Diluvicursor pickeringi
Artist's impression of two Diluvicursor pickeringi foraging on the bank of a river Peter Trusler.

The remains of a previously unknown turkey-sized dinosaur have been uncovered in 113-million-year-old rocks in south-eastern Australia.

Researchers found a fossilised tail and foot bones of a herbivorous animal which has been named Diluvicursor pickeringi after David Pickering, a museum manager who contributed significantly to Australian palaeontology but who died just over a year ago.

The find sheds light on a group of small, bipedal, herbivorous dinosaurs known as ornithopods which thrived in the great rift valley that once existed between Australia and Antarctica.

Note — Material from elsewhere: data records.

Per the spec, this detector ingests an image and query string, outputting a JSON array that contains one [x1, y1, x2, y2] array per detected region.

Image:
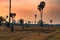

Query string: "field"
[[0, 26, 60, 40]]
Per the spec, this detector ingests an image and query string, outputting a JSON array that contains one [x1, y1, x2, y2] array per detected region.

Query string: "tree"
[[10, 13, 16, 21], [19, 19, 24, 30], [38, 1, 45, 26], [35, 14, 37, 24], [50, 20, 53, 25], [0, 16, 5, 26]]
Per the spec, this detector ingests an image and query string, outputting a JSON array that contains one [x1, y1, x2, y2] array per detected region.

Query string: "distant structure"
[[38, 1, 45, 26]]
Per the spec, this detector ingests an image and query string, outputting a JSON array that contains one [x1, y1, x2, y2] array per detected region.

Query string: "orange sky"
[[0, 0, 60, 23]]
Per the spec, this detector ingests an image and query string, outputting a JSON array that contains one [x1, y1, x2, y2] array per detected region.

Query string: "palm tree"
[[19, 19, 24, 30], [38, 1, 45, 26], [50, 20, 53, 25], [12, 13, 16, 21], [0, 16, 6, 26], [10, 13, 16, 21], [35, 14, 37, 24]]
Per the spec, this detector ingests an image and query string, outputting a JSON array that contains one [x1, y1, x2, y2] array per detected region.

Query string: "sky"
[[0, 0, 60, 24]]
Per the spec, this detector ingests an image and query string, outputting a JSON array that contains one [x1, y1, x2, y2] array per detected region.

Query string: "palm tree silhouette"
[[12, 13, 16, 21], [38, 1, 45, 26], [19, 19, 24, 30], [50, 20, 53, 25], [35, 14, 37, 24]]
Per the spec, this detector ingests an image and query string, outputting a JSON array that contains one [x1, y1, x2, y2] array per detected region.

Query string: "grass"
[[0, 26, 60, 40]]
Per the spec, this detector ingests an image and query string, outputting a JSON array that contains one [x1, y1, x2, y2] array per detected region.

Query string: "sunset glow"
[[0, 0, 60, 24]]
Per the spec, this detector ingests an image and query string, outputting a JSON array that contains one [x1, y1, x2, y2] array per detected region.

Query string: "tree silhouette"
[[50, 20, 53, 25], [0, 16, 5, 26], [38, 1, 45, 26], [35, 14, 37, 24], [19, 19, 24, 30], [10, 13, 16, 21]]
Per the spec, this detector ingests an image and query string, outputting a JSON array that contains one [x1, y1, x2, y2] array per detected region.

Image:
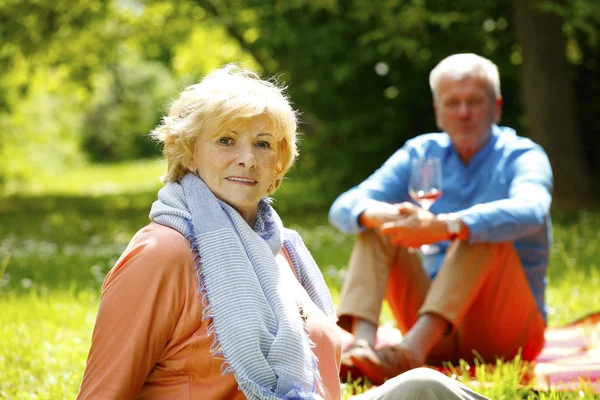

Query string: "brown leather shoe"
[[340, 339, 371, 382], [350, 345, 420, 385]]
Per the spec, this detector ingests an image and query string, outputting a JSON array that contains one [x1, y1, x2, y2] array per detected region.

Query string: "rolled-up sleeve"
[[329, 148, 410, 233], [458, 146, 553, 243]]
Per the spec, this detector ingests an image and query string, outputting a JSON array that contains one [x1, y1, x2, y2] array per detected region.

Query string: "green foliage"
[[82, 61, 176, 161], [197, 0, 519, 200]]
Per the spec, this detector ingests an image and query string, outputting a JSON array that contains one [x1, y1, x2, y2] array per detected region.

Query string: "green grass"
[[0, 160, 600, 399]]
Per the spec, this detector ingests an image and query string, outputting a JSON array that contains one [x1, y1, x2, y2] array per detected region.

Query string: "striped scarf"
[[150, 173, 335, 400]]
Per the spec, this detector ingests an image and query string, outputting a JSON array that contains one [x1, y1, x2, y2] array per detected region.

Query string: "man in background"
[[329, 54, 552, 383]]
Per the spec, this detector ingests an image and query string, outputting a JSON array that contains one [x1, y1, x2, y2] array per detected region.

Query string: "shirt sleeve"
[[77, 230, 193, 399], [329, 148, 410, 233], [458, 147, 553, 243]]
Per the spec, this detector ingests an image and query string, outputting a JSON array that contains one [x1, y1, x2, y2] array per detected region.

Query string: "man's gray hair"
[[429, 53, 502, 100]]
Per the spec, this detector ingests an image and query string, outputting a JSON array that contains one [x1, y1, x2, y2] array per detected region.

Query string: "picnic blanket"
[[340, 312, 600, 393]]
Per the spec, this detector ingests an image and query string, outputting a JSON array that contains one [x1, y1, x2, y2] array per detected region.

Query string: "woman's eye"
[[256, 140, 271, 149]]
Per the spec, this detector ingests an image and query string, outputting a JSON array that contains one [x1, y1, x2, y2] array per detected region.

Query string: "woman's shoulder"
[[104, 222, 193, 286]]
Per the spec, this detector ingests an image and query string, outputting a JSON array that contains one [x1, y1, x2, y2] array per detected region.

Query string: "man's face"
[[434, 76, 502, 158]]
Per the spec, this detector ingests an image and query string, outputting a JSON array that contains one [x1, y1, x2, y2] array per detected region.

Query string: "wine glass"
[[408, 157, 442, 254]]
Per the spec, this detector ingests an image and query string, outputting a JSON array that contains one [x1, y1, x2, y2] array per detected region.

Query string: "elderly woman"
[[78, 66, 488, 400]]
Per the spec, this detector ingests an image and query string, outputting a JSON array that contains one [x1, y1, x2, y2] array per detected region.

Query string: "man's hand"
[[358, 202, 402, 229], [379, 203, 449, 247]]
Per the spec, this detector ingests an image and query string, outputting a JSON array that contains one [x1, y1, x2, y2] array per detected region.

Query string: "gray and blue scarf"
[[150, 173, 335, 400]]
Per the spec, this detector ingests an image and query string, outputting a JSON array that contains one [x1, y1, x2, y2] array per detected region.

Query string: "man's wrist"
[[438, 213, 464, 240]]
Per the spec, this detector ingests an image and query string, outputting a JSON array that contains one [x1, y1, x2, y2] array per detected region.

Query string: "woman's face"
[[190, 116, 278, 225]]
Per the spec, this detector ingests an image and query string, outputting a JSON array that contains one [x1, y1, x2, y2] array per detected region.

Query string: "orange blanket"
[[340, 312, 600, 393]]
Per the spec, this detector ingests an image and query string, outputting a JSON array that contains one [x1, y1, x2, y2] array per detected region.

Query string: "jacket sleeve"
[[329, 148, 410, 233], [458, 146, 553, 243], [77, 230, 192, 399]]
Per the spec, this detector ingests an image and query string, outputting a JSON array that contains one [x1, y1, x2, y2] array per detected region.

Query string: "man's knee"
[[376, 368, 485, 400]]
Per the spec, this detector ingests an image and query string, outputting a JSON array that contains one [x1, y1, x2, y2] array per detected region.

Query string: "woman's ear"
[[186, 160, 198, 174]]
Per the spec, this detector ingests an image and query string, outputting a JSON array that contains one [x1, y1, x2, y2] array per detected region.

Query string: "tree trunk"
[[513, 0, 594, 208]]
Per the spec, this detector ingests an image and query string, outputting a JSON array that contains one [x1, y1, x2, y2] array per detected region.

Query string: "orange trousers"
[[337, 230, 546, 364]]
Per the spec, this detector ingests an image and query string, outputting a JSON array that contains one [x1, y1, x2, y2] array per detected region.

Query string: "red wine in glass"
[[408, 157, 442, 254], [410, 188, 442, 210]]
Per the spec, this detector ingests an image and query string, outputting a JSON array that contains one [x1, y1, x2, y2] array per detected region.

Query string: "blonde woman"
[[78, 66, 488, 400]]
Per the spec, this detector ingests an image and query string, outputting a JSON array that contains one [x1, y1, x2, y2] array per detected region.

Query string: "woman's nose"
[[238, 146, 256, 169]]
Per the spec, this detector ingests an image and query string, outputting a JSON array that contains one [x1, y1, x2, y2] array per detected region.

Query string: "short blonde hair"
[[150, 64, 298, 193], [429, 53, 502, 101]]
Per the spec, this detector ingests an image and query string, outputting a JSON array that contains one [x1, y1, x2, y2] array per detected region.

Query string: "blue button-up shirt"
[[329, 125, 552, 319]]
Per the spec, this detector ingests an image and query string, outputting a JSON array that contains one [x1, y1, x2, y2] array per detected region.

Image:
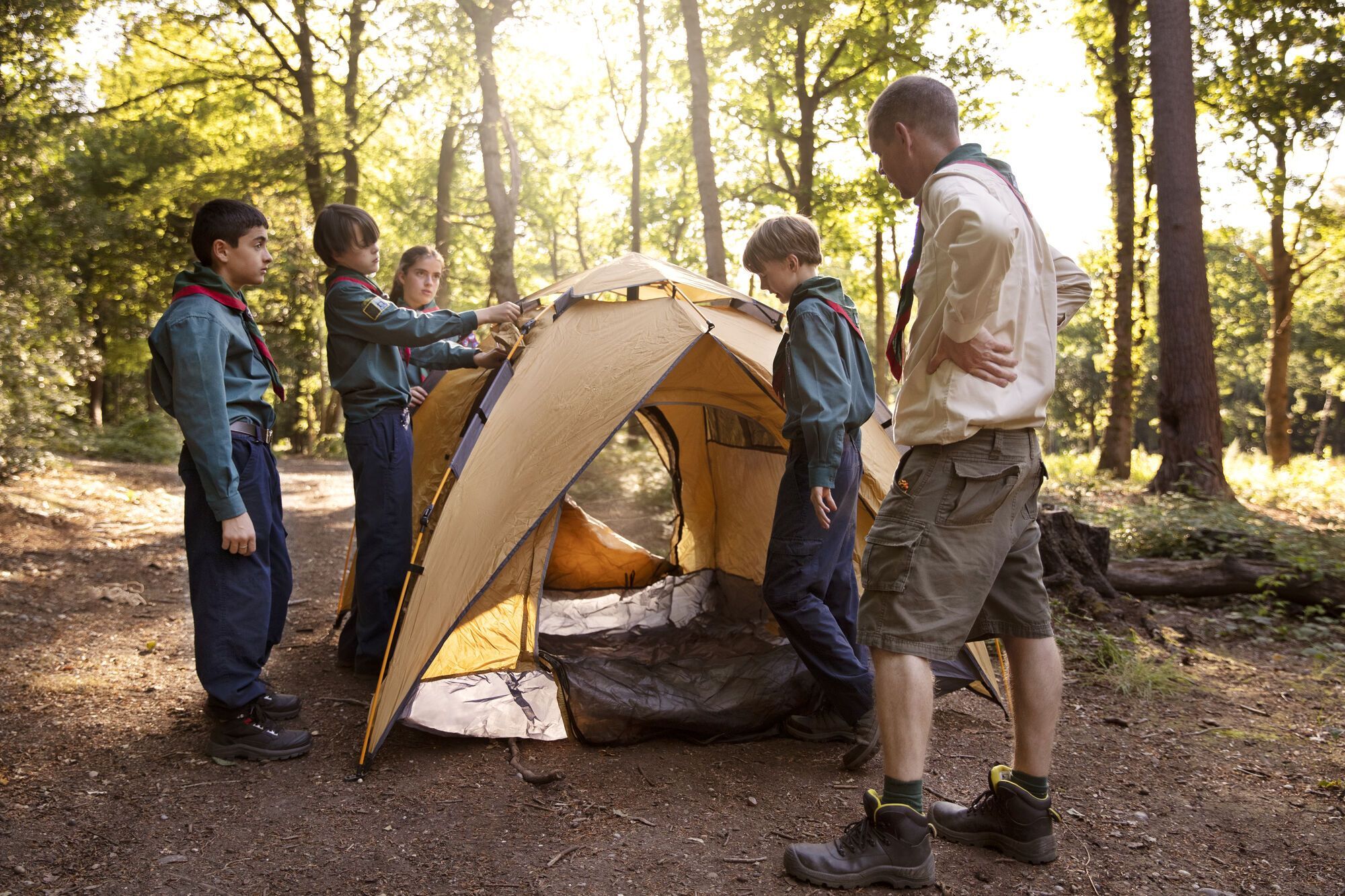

"Diluvicursor shows for the first time that there were at least two distinct body-types among closely related ornithopods in this part of Australia," said Matt Herne, lead author of the new study, published in the journal PeerJ.

"One was lightly built with an extraordinarily long tail, while the other, Diluvicursor, was more solidly built, with a far shorter tail. Our preliminary reconstruction of the tail musculature of Diluvicursor suggests this dinosaur was a good runner, with powerful leg retracting muscles," he said.

The dinosaur's skeleton was first discovered in 2005 by volunteer prospecter George Caspar. It was jutting out of a rock platform near an area called Eric the Red West near Cape Otway in southern Victoria.

The site, which is rich in fossils, was once the location of a powerful river which transported tree stumps, logs and other woody debris. It appears that the dinosaur became trapped in a log jam at the bottom of the river and died.

"Much of the fossil vertebrate material from Eric the Red West has yet to be described so further dinosaurs and other exciting animals from this site are now anticipated," Herne said.